Fußball
FCK-Trainer Baffoun feiert ein Wiedersehen
Am ersten Spieltag waren die Wiesbadener noch die großen Gewinner. Mit einem Treffer in Minute 90 hatten sie einen überraschenden 4:3-Sieg gegen die Favoriten aus Leverkusen eingefahren. Seitdem will den Hessen aber nichts mehr gelingen. Die Ergebnisse sind zwar meist knapp, lassen die Wiesbadener aber ohne Punkte zurück. So wie am vergangenen Wochenende gegen den 1. FC Köln, als ein später Treffer noch für den 1:0-Sieg der Geißböcke gesorgt hatte. Nach dem ersten Spieltag landete kein weiterer Punkt mehr auf dem Konto der Hessen. Damit stehen sie am Ende der Tabelle. Doch FCK-Trainer Eimen Baffoun warnt davor, die kommende Aufgabe zu unterschätzen: „Die sind zwar Tabellenletzter, gehören da aber nicht wirklich hin. Die haben viel mehr Qualität.“ Besonders hervorzuheben sei das Wehener Offensivspiel rund um die beiden Ex-Mainzer Theo Akoto und Jan Becker. „Die gilt es erstmal mit ihrer kompletten Körperlichkeit und Wucht in den Griff zu bekommen. Die beiden sind physisch wirklich sehr, sehr stark“, erklärt der Coach.

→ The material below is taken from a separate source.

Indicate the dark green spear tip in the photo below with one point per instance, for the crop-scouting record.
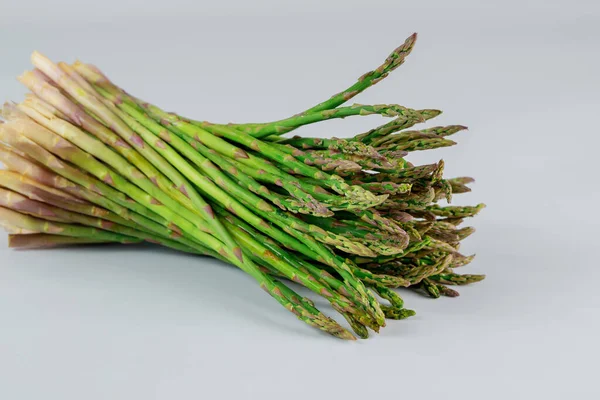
(446, 291)
(397, 313)
(460, 260)
(428, 114)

Für ihn persönlich bedeutet die Begegnung ein großes Wiedersehen. Nicht nur weil der ehemalige FCK-U17-Spieler Safouan Zbiri für die Wiesbadener auf dem Feld steht, auch weil Baffoun selbst einmal Trainer bei den Hessen war. Einige der Spieler aus dem Kader von Christian Mollocher trainierte er früher noch in der U14. „Ich kenne die Spieler sehr gut und freue mich auf das Wiedersehen“, meint Baffoun, blickt aber auch ehrgeizig nach vorne: „Für uns ist es wie schon gegen Alemannia Aachen und Viktoria Köln eine Pflichtaufgabe, die wir gewinnen wollen.“ Dabei helfen soll nicht nur die Heimstärke der Pfälzer, sondern auch ein neues Gesicht: David Schramm. Der 18-Jährige war eigentlich schon fest für die U21 eingeplant, wurde aber durch eine Verletzung zurückgeworfen. „Die U19 ist ein guter Unterbau, um solchen Spielern, die noch in der U19 spielen können, auch die Möglichkeit zu geben, sich dort aufzubauen“, erklärt Baffoun. Verzichten muss er dagegen, neben den Langzeitverletzten, auch auf den Rot-gesperrten Kian Ramadani. Zwei Spiele wird der Torjäger fehlen.
Hoffen aufs kleine Finale
Damit auch gegen den 1. FC Köln. Gegen die aktuell punktgleichen Geißböcke hofft Baffoun im ersten Spiel der Rückrunde, entscheidende Punkte zu sammeln. „Wir wollen da ein kleines Finale gegen die punktgleichen Kölner haben und dort um den dritten Platz kämpfen. Vorher gilt es deshalb, jetzt dieses Spiel zu gewinnen“, erklärt er mit Blick auf Wiesbaden. Die Kölner empfangen fast gleichzeitig Alemannia Aachen.
Anpfiff der Begegnung im Sportpark Rote Teufel ist am Sonntag um 12 Uhr.